Currently, if Kubernetes/Yarn does not have enough resources to fulfill Flink's resource requirement, there will be pending pod/container requests on Kubernetes/Yarn. These pending resource requirements are never cleared until either fulfilled or the Flink cluster is shutdown.
However, sometimes Flink no longer needs the pending resources. E.g., the slot request is then fulfilled by another slots that become available, or the job failed due to slot request timeout (in a session cluster). In such cases, Flink does not remove the resource request until the resource is allocated, then it discovers that it no longer needs the allocated resource and release them. This would affect the underlying Kubernetes/Yarn cluster, especially when the cluster is under heavy workload.

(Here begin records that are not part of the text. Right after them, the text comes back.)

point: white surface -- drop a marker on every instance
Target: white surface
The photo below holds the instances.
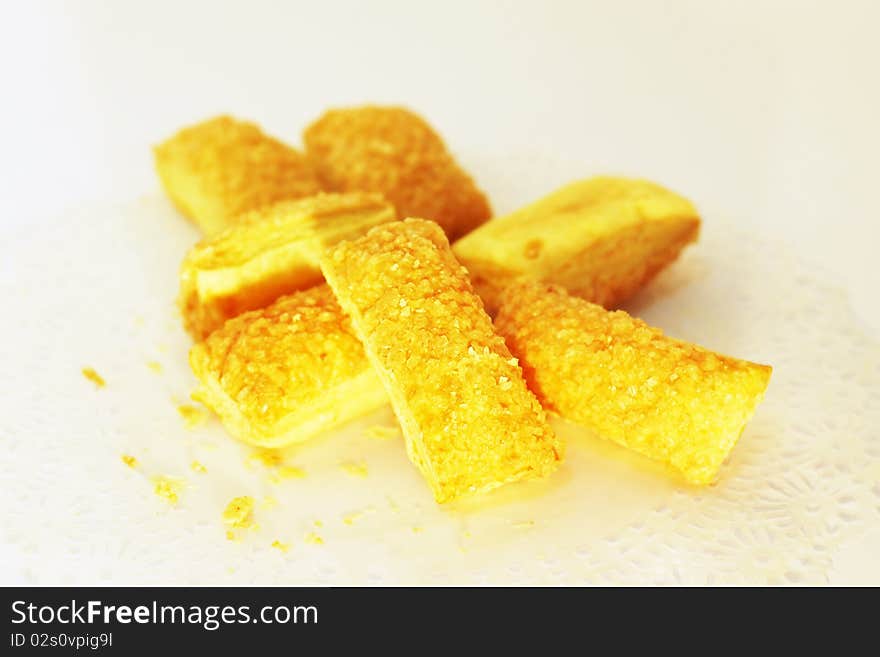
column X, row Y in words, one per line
column 763, row 113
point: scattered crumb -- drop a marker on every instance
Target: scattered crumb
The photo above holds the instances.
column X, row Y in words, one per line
column 168, row 488
column 268, row 457
column 287, row 472
column 192, row 416
column 239, row 512
column 354, row 469
column 94, row 377
column 382, row 432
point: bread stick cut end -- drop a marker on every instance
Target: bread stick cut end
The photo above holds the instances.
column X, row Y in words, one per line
column 283, row 374
column 268, row 253
column 669, row 400
column 395, row 152
column 469, row 421
column 217, row 169
column 602, row 239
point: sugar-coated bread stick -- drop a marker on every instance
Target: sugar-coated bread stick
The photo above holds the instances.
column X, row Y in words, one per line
column 602, row 239
column 469, row 421
column 284, row 373
column 267, row 253
column 216, row 170
column 395, row 152
column 669, row 400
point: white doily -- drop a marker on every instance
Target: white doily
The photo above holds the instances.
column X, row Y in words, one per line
column 96, row 288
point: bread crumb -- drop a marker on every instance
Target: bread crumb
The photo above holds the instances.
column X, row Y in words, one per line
column 239, row 512
column 270, row 458
column 168, row 488
column 94, row 377
column 358, row 469
column 278, row 545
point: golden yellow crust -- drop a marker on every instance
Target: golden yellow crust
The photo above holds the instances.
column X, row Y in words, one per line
column 218, row 169
column 669, row 400
column 469, row 421
column 284, row 373
column 602, row 239
column 395, row 152
column 268, row 253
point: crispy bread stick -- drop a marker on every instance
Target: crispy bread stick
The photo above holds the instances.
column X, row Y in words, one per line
column 284, row 373
column 469, row 421
column 395, row 152
column 669, row 400
column 268, row 253
column 216, row 170
column 602, row 239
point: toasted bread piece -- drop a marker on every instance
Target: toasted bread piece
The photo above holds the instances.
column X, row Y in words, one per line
column 469, row 421
column 268, row 253
column 669, row 400
column 602, row 239
column 282, row 374
column 218, row 169
column 395, row 152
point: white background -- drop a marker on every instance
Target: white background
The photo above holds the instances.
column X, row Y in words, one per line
column 767, row 112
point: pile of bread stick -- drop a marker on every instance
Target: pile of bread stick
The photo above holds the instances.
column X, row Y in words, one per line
column 368, row 269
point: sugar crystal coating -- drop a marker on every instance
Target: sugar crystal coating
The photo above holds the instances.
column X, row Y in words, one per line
column 669, row 400
column 395, row 152
column 469, row 421
column 219, row 168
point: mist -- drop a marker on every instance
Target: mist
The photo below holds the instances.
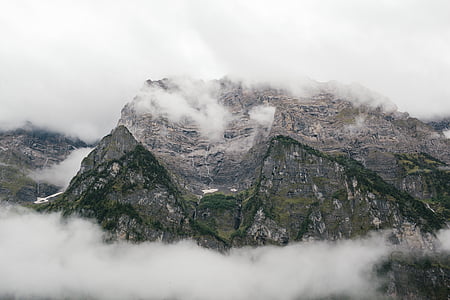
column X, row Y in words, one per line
column 70, row 66
column 190, row 102
column 61, row 173
column 48, row 256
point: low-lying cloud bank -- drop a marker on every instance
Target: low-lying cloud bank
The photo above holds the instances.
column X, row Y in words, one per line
column 47, row 256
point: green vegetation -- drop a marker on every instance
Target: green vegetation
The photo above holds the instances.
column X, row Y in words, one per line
column 218, row 201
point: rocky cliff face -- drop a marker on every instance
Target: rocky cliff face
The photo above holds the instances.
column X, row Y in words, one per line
column 29, row 149
column 231, row 166
column 304, row 194
column 216, row 148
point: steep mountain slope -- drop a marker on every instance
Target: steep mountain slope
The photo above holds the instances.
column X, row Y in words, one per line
column 281, row 169
column 124, row 187
column 303, row 194
column 299, row 194
column 216, row 147
column 30, row 149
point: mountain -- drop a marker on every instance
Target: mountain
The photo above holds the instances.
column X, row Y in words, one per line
column 231, row 165
column 29, row 149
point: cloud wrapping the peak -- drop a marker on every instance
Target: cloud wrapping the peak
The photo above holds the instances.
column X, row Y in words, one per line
column 72, row 65
column 186, row 101
column 60, row 174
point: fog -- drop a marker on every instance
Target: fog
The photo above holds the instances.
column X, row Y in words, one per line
column 71, row 65
column 191, row 101
column 60, row 174
column 47, row 256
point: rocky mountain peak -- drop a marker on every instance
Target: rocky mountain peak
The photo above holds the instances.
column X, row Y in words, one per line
column 205, row 131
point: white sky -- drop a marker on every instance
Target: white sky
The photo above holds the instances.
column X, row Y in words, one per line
column 71, row 65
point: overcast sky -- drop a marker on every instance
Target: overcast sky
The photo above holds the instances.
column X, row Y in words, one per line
column 71, row 65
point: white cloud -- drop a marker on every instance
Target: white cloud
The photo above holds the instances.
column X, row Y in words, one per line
column 60, row 174
column 71, row 65
column 263, row 115
column 444, row 237
column 45, row 256
column 447, row 133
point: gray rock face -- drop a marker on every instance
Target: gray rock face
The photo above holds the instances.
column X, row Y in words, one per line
column 217, row 149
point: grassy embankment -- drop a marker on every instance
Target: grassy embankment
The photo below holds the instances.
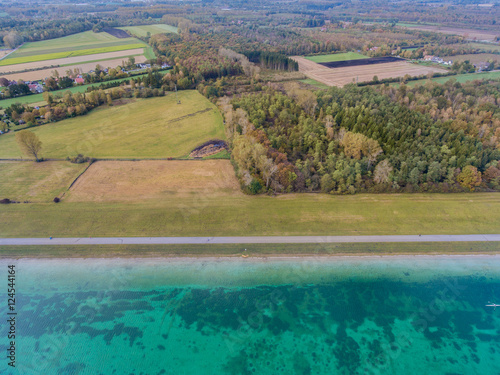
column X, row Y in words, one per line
column 151, row 128
column 252, row 250
column 207, row 214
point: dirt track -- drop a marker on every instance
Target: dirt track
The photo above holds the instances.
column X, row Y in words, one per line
column 342, row 76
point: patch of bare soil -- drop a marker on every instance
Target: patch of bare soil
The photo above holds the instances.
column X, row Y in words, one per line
column 208, row 148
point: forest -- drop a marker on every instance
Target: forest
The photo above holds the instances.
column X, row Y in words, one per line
column 356, row 140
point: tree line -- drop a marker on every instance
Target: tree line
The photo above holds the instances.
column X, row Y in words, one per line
column 350, row 140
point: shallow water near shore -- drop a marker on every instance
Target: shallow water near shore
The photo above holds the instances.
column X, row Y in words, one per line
column 336, row 315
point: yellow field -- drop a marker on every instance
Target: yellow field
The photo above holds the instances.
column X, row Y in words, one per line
column 119, row 181
column 84, row 67
column 36, row 182
column 71, row 60
column 362, row 73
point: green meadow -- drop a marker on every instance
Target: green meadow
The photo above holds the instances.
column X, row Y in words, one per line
column 241, row 215
column 37, row 182
column 143, row 128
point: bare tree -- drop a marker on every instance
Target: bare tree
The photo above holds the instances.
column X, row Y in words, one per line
column 29, row 143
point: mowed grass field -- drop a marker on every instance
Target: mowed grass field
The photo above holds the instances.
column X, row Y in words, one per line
column 337, row 57
column 143, row 128
column 207, row 214
column 314, row 83
column 152, row 29
column 67, row 54
column 128, row 181
column 36, row 182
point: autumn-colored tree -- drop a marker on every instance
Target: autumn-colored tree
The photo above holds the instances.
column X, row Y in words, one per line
column 29, row 143
column 382, row 172
column 469, row 177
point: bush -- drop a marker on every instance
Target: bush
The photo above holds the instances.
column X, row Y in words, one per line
column 255, row 187
column 79, row 159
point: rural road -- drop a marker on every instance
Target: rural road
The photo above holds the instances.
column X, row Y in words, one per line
column 245, row 240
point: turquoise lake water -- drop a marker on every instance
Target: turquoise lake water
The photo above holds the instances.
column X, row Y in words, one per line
column 342, row 315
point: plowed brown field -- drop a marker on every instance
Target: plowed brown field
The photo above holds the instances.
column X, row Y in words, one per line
column 363, row 73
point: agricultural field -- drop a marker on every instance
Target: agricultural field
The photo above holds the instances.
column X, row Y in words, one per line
column 363, row 73
column 143, row 30
column 71, row 57
column 38, row 98
column 336, row 57
column 126, row 181
column 84, row 67
column 470, row 34
column 75, row 59
column 205, row 214
column 72, row 51
column 75, row 42
column 480, row 46
column 36, row 182
column 315, row 84
column 144, row 128
column 461, row 78
column 474, row 58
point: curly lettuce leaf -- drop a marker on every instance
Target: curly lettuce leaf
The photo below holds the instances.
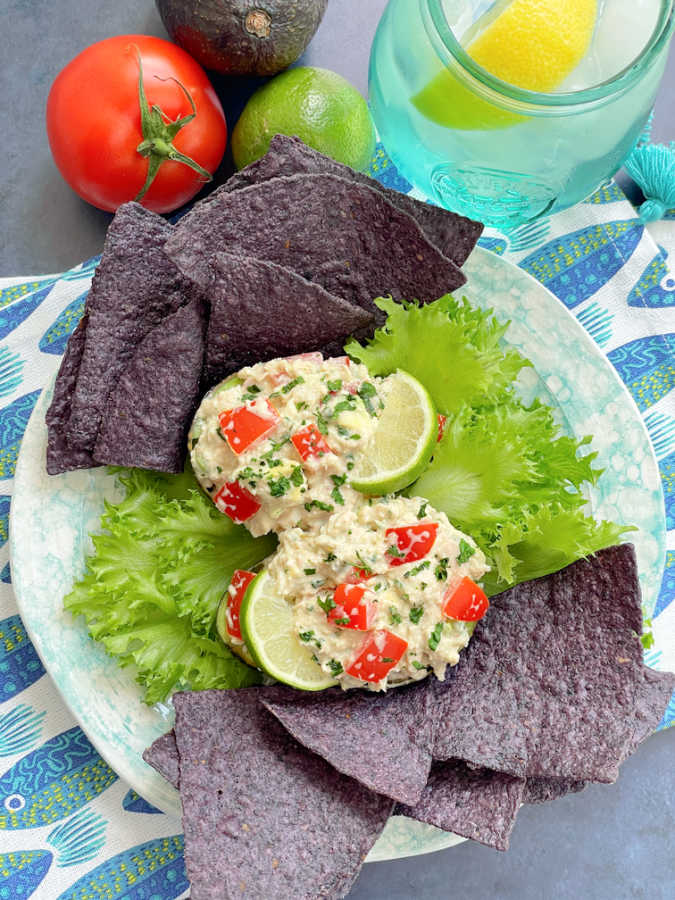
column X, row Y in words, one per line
column 154, row 581
column 503, row 472
column 453, row 349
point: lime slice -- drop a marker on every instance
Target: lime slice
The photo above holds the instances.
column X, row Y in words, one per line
column 403, row 442
column 221, row 627
column 269, row 631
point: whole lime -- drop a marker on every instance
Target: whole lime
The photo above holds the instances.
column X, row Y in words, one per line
column 320, row 107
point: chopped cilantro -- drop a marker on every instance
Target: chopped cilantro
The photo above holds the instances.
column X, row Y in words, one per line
column 366, row 393
column 278, row 487
column 318, row 504
column 419, row 568
column 435, row 636
column 466, row 551
column 326, row 603
column 291, row 384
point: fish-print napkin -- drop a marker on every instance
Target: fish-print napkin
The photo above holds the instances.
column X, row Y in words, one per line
column 70, row 828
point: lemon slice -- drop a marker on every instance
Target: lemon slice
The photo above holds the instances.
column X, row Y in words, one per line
column 403, row 441
column 532, row 44
column 268, row 628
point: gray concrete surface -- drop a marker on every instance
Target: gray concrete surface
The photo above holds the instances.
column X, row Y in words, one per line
column 608, row 843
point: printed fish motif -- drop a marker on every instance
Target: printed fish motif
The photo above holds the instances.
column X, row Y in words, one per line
column 15, row 292
column 598, row 323
column 662, row 432
column 647, row 367
column 54, row 340
column 79, row 839
column 22, row 871
column 608, row 193
column 153, row 869
column 53, row 782
column 382, row 168
column 13, row 421
column 574, row 266
column 667, row 471
column 20, row 665
column 495, row 245
column 656, row 286
column 667, row 585
column 133, row 802
column 11, row 367
column 20, row 729
column 15, row 314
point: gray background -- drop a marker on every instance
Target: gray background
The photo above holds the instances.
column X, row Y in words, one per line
column 608, row 842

It would be good for Flink to cancel pod/container requests as earlier as possible if it can discover that some of the pending workers are no longer needed.
There are several approaches potentially achieve this.
- We can always check whether there's a pending worker that can be canceled when a PendingTaskManagerSlot is unassigned.
- We can have a separate timeout for requesting new worker. If the resource cannot be allocated within the given time since requested, we should cancel that resource request and claim a resource allocation failure.
- We can share the same timeout for starting new worker (proposed in FLINK-13554). This is similar to 2), but it requires the worker to be registered, rather than allocated, before timeout.